Aynı zamanda köprücük kemiği kırıkları genelde konservatif yani cerrahi dışı metotlarla tedavi edilebilir. Ancak konservatif tedavi ile köprücük kemiği kırığın kaynamama ihtimali % 10 oranında iken, operasyon sonrası bu oran % 30 lara yükselmektedir.
Köprücük kemiği kırığında 3 sebeple cerrahi tedavi tavsiye edilmektedir:
1. Meydana gelen damar-sinir yaralanması oluşması.
2. Genç ve zayıf kadınlarda estetik sebeplerle oluşmuşsa.
3. Kırığın kaynamaması halinde.
Bu saydığımız sebeplerden biri yoksa köprücük kemiği kırığın tipine göre basit bir kol askısı ya da ” 8 bandajı ” ile tedavi etme yoluna gidilir. 8 bandajında asıl amacı omuzu geriye doğru gerip, önde bulunan köprücük kemiğinin uzunluğunu ve şeklini sağlamaktır. Bu uygulama ilk yapıldığında fazla germemeye özen göstermeli ve tedrici olarak kontrollerde yavaş yavaş gerilmesi gerekir.

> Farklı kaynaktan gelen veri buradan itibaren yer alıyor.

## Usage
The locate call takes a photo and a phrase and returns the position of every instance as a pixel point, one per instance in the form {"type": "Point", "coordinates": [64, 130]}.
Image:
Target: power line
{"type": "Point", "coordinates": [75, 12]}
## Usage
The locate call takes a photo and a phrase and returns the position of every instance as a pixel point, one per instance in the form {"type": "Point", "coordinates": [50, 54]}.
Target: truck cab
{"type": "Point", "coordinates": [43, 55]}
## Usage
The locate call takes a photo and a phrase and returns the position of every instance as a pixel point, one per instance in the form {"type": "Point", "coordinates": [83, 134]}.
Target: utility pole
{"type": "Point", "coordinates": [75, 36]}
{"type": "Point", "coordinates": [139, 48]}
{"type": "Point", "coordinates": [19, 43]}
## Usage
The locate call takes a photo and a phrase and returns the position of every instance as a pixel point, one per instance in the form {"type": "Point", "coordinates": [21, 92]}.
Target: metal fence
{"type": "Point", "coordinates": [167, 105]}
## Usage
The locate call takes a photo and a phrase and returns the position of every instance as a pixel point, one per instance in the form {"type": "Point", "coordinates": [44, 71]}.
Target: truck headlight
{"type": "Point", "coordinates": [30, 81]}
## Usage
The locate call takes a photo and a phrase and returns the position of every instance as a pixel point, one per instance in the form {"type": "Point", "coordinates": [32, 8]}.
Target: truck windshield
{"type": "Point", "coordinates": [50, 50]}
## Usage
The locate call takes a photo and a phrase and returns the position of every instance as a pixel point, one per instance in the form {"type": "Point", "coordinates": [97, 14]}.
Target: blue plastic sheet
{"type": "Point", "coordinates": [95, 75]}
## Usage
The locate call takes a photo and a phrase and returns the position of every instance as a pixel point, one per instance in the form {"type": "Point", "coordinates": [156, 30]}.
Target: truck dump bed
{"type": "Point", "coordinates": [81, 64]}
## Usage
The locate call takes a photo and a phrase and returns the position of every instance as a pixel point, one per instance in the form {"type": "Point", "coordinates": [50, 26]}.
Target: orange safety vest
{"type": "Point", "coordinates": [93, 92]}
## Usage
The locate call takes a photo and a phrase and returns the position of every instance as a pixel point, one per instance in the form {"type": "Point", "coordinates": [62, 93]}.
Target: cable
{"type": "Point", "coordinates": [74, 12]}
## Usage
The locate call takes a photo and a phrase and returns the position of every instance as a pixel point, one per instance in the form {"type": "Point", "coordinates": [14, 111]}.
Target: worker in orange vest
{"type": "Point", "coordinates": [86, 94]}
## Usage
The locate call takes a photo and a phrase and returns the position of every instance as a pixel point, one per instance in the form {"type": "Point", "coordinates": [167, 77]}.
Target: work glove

Aksi takdirde koltuk altındaki damar-sinirlere baskı olması ile kolda şişme ve uyuşma ortaya çıkabilir.
Köprücük kemiği kırığında yapılan konservatif tedavisi % 90 oranında başarı gösterir. Teşhis 3 ile 6 hafta kadar sürebilir. İlk kaynamanın ardından kırık seviyesi üzerinde büyük bir çıkıntı meydana gelmişse de daha sonra küçülmektedir.
Henüz yorum yapılmamış.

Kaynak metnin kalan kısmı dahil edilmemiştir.